目次 / ツール / 効率化
Figma(仕様の受け渡し)
10秒でわかる!要点まとめ
-
挙動は文章で書くな。プロトタイプで触らせたほうが速く、正確に伝わる
-
Dev Modeで数値が読めると、「これ何ピクセル?」の往復が消える
-
ただしFigmaは仕様書ではない。画面に出ない条件は別の場所に書く
1. 概要:デザインから、実装と検収へ渡す
Figmaには、画面遷移を線で繋いで動くデモを作る「プロトタイプ」と、要素の寸法・色・フォント・余白をコードとして読み取れる「Dev Mode(開発モード)」があります。
どちらもエンジニア向けの機能に見えますが、ディレクターが仕様を受け渡す局面でこそ効きます。
2. なぜ重要なのか:言葉で書いた挙動は、必ずズレる
「ここのボタンを押すとモーダルが出て、閉じると元の位置に戻る」。
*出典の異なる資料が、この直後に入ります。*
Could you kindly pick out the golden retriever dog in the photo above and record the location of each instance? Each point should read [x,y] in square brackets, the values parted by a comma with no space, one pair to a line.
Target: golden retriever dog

文章で書くと長くなり、そのわりに解釈が割れます。プロトタイプで実際に触ってもらえば、この説明はまるごと不要になります。
これは要件定義の質に直結します(049 要件定義、028 UI設計)。クライアントの合意を取る場面でも、静止画を見せて「いい感じですね」と言われたあとに揉めるより、動かして確認したほうが、期待値のズレが起きません。
Dev Modeについても同じです。要素をクリックするだけでサイズ・色・余白の数値が出るので、「これ何ピクセルですか」とデザイナーに聞く往復がなくなります(045 フロントエンドエンジニアとのコミュニケーション)。
3. 実務のポイント:Figmaに書けないものを見極める
-
プロトタイプは「主要導線だけ」:全画面を繋ごうとすると破綻します。合意を取りたい導線に絞ります。
-
状態を網羅する:正常系だけ作って渡すと、エラー時・空データ時・長文時の挙動が抜けます。崩れるのはたいていこの3つなので、フレームとして用意します。
-
Figmaは仕様書ではない:画面に現れない条件(バリデーションのルール、権限による出し分け、通知の送信条件、データの保持期間)は、Figmaには書けません。053 コーディング仕様書作成 や 049 要件定義 に必ず別途書きます。「Figmaを見てください」で済ませると、実装漏れになります。
-
どれが確定版かを示す:Dev Modeで「準備完了」の印を付けるなどして、実装してよいフレームを明示します。検討中のものが混ざったまま渡すのが、最も多い事故です。
-
検収の基準にする:確定したフレームは、そのまま検収時の照合対象になります(063 校正、020 検収・請求・契約不適合責任)。
4. スキルアップのヒント:自分でプロトタイプを組んでみる
デザイナーに頼む前に、ラフなワイヤーで自分でプロトタイプを組んでみてください。画面遷移を繋ぐ作業をすると、「この画面から戻る導線がない」といった穴が、驚くほど見つかります。
要件定義の段階でこれをやると、デザインに入る前に穴を潰せます。絵の美しさは要りません。繋がっていれば十分です。